Drifting slightly off topic now, but anyway:
First of all: if things are working fine and you're not annoyed by any problems, you could always say "If it ain't broke, don't fix it"
XFS is, IMO, an archaic thing of old times, no longer necessary for X fonts. But if you want to, by all means, use it, you will probably not notice any difference. Either start up XFS (and check it's config) and uncomment the "unix/:7100" fontpath, or just leave it out, and put your systems font locations directly into xorg.conf.
The line tells the X server that it should look for fonts from a font server running at unix socket port 7100 (which is XFS). If that server isn't running, or not configured properly, X will probably fail. But since X also can look for fonts from directories in your system (look in /etc/X11/fs/config), you could simply just put in these instead, like I suggested earlier.

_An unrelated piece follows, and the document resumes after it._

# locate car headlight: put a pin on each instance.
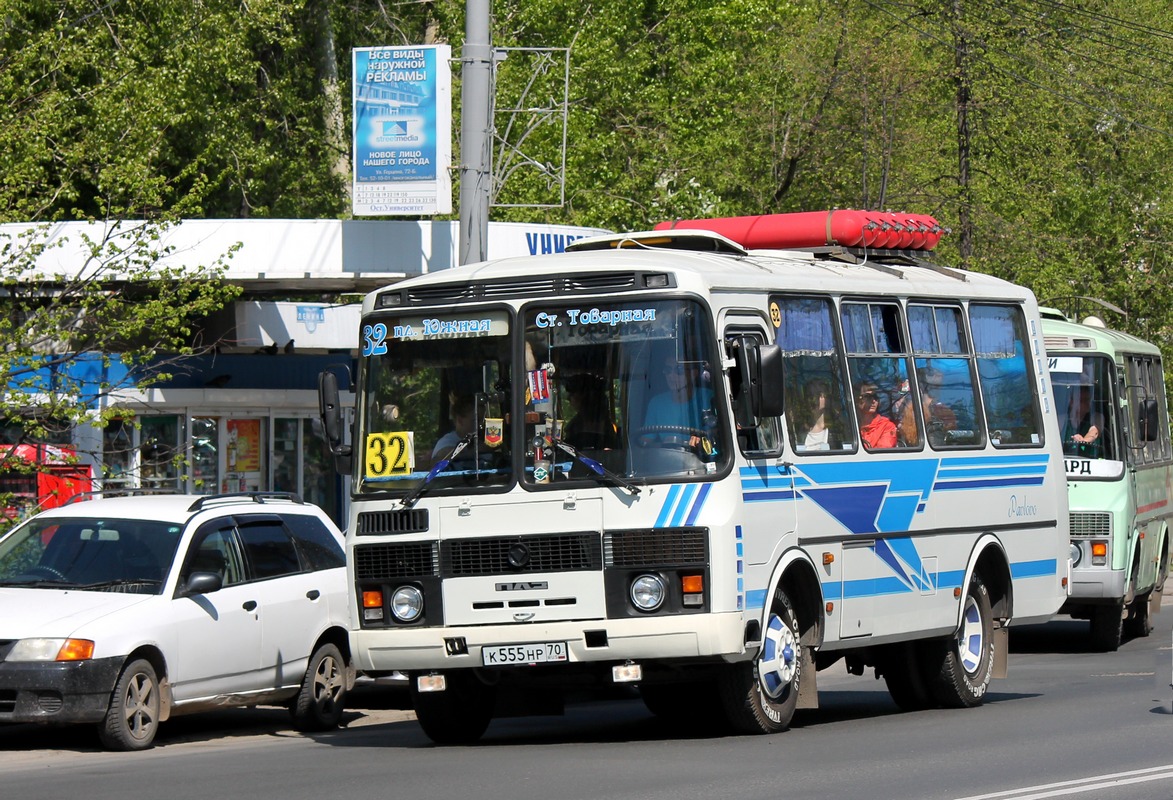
(51, 650)
(648, 592)
(407, 603)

Many of todays modern X apps use the XFT/fontconfig solution (client side fonts), for example all KDE3/GNOME/GTK2 apps will use this. It's easy to identify: The XFT/fontconfig enabled clients' fonts are usually rendered with anti-aliasing (default), and have sane human readable names, like `Monospace 9', instead of `-monotype-courier new-bold-r-*-*-*-*-*-*-*-*-*-*'. The point is that this solution is not dependent(AFAIK) upon the old X-server provided fonts (which are configured in xorg.conf). They will therefore pay no attention to missing fonts there. But still, I find it weird your X server starts without XFS and no fontpaths configured in xorg.conf at all, perhaps the location of the "Fixed" font (necessary for X to run at all) is hardcoded into the server, for "emergencies". Check `/var/log/Xorg.0.log' for possible answers.
Hey, isn't this a nVIDIA driver forum, time to stop writing now=).